Prof. Clark: Pleasure. If nothing that you work on gives you pleasure, there’s no point in doing it. And when I conduct my research, I try to find where pleasure and the frontiers of our knowledge intersect. I believe that the more you know about something, the more you will come to enjoy it. It’s never that something is boring: It’s simply that you don’t understand it enough. If you sit someone down to listen to Beethoven’s Fifth Symphony and say, “Here, appreciate it,” they won’t. But after they take a course on Beethoven or music appreciation, they will learn about the structures, the melodies, what Beethoven was trying to say about his life and about the times in which he was living. Then the lights go on, and you will realize, “He is actually trying to say something and what these sounds mean, why he organized them the way he did: Now this speaks to me.”

Jasmine: Has your experience teaching at UCR been different, if applicable, ever since being knighted?

Prof. Clark: No. My interactions with people have not changed. A part of me is incredibly honored to have received recognition from the Spanish people themselves — I mean, this is like the highlight of my 50 years of research and my life — but the other part of me thinks it’s sort of silly. I’m sitting here wearing a worn-out pair of jeans, a baggy red sweater with a hole in it and a red T-shirt inside to hide the hole. I don’t even take myself seriously sometimes.

Jasmine: Why have you decided to continue your career at UCR for the past 13 years?

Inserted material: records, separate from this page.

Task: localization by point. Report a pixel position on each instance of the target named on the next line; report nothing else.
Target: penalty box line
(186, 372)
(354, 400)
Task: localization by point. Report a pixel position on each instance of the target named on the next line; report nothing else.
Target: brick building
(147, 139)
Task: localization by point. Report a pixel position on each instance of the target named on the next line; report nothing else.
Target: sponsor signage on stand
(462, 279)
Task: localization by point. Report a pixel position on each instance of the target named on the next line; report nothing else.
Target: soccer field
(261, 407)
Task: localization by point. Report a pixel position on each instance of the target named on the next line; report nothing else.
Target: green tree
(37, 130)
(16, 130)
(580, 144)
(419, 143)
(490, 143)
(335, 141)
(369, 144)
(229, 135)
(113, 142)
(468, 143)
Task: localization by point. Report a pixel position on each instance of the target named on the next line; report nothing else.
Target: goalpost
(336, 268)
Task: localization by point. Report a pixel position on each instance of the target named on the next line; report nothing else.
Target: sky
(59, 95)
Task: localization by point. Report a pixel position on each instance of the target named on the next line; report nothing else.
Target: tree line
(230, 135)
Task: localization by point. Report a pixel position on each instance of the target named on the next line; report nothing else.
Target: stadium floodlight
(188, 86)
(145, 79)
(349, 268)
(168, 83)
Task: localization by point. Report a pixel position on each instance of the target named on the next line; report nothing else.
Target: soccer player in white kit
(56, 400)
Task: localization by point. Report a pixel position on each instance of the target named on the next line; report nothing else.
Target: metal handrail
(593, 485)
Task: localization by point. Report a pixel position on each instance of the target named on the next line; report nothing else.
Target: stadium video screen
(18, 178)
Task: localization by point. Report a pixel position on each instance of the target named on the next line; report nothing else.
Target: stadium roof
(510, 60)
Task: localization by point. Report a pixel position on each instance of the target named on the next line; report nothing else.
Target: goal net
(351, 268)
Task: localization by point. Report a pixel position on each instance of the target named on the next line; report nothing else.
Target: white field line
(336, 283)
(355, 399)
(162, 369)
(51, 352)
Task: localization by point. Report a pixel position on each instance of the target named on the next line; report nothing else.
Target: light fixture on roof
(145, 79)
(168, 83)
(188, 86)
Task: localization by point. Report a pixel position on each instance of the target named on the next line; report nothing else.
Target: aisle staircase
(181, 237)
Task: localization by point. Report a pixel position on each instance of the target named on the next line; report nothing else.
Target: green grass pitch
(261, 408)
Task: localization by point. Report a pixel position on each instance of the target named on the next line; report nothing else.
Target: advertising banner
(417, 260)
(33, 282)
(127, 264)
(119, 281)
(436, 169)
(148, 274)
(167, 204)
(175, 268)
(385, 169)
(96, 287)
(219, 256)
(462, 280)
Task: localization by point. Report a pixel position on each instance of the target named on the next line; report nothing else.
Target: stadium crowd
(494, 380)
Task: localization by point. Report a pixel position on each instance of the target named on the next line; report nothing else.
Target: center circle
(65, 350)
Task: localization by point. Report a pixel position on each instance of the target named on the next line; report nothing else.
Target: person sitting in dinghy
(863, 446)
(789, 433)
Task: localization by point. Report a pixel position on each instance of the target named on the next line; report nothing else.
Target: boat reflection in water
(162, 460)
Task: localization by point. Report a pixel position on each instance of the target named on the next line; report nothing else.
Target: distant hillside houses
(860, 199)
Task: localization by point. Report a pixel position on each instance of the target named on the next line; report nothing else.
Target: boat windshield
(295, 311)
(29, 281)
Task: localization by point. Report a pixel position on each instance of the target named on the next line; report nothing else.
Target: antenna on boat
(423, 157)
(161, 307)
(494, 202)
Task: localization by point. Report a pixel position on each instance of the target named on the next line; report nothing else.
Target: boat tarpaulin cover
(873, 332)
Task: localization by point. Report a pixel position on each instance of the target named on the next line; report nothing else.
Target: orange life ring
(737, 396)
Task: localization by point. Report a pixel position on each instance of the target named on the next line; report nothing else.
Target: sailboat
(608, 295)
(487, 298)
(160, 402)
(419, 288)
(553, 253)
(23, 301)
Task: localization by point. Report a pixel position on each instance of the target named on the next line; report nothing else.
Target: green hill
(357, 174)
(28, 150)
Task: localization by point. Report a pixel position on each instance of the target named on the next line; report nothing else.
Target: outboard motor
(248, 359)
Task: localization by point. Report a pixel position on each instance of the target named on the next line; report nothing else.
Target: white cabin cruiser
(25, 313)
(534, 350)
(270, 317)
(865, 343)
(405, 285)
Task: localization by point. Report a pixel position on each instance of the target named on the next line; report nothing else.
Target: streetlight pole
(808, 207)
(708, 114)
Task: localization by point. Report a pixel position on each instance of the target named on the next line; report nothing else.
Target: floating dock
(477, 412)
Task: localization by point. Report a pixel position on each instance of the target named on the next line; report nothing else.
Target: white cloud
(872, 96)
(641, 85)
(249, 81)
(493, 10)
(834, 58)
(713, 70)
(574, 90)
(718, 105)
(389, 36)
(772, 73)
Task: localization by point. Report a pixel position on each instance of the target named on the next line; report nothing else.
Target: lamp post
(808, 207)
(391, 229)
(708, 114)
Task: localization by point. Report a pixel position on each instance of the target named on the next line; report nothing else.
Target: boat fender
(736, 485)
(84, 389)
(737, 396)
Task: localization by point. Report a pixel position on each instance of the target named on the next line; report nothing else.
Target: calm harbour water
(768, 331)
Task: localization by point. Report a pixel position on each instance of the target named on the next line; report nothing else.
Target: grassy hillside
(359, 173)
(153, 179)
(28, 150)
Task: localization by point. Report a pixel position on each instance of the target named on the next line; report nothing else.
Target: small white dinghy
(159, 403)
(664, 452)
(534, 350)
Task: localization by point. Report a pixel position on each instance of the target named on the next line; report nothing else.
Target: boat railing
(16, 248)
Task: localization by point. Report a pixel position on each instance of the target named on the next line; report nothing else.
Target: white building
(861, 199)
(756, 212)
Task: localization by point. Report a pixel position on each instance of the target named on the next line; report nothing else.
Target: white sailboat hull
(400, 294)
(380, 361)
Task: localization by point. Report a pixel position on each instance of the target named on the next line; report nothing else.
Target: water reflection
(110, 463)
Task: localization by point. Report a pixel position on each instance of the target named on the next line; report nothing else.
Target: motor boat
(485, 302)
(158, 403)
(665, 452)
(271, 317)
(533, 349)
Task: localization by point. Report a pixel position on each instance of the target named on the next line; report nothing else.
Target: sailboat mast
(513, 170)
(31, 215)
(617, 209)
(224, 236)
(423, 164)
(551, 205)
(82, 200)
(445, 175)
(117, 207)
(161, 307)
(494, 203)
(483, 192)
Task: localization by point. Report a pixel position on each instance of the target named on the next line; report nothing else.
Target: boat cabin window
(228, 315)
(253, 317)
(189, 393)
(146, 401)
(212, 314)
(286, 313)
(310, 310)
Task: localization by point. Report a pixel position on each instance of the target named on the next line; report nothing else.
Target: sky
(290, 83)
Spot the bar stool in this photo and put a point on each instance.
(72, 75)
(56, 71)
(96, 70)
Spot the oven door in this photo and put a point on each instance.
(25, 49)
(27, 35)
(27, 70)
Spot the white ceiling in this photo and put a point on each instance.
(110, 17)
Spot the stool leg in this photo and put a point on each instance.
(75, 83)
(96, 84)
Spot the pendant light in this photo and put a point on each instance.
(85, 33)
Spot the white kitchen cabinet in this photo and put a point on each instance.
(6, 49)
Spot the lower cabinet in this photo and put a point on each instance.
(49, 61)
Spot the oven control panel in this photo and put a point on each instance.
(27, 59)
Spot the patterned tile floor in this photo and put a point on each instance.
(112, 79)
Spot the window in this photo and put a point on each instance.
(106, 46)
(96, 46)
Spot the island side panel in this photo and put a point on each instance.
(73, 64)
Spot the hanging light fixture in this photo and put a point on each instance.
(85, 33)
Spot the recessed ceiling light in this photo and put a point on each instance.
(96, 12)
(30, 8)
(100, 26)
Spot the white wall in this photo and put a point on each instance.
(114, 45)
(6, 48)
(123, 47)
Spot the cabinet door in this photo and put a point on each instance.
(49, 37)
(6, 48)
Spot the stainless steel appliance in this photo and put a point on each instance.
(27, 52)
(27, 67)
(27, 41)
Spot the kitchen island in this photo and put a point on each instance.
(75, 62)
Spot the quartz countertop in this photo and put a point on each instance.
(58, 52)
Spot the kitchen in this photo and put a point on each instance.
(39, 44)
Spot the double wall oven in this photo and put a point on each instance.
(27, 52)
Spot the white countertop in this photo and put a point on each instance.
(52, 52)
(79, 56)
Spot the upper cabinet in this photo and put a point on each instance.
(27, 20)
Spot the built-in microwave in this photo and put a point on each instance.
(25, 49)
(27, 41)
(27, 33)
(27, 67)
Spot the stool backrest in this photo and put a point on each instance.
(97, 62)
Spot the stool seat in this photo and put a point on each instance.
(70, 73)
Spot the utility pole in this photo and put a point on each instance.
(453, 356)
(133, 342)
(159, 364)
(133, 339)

Prof. Clark: By encountering other cultures and other ways of looking at the world, we increase our understanding of our own condition and who we are and what we have come to know, and that applies to all studies. Learning from my students and being surrounded by such abundant diversity enriches my life and it increases my understanding of the world and my knowledge about myself. I once had a colleague named Elizabeth Kuznesof at The University of Kansas and I asked her: “Elizabeth, why did you get into the study of Brazilian colonial history with a name like ‘Kuznesof’?” and she said, “Because by delving into a culture completely different from my own, I understood myself better.” And that is the ultimate value of diversity and why I like being at UCR.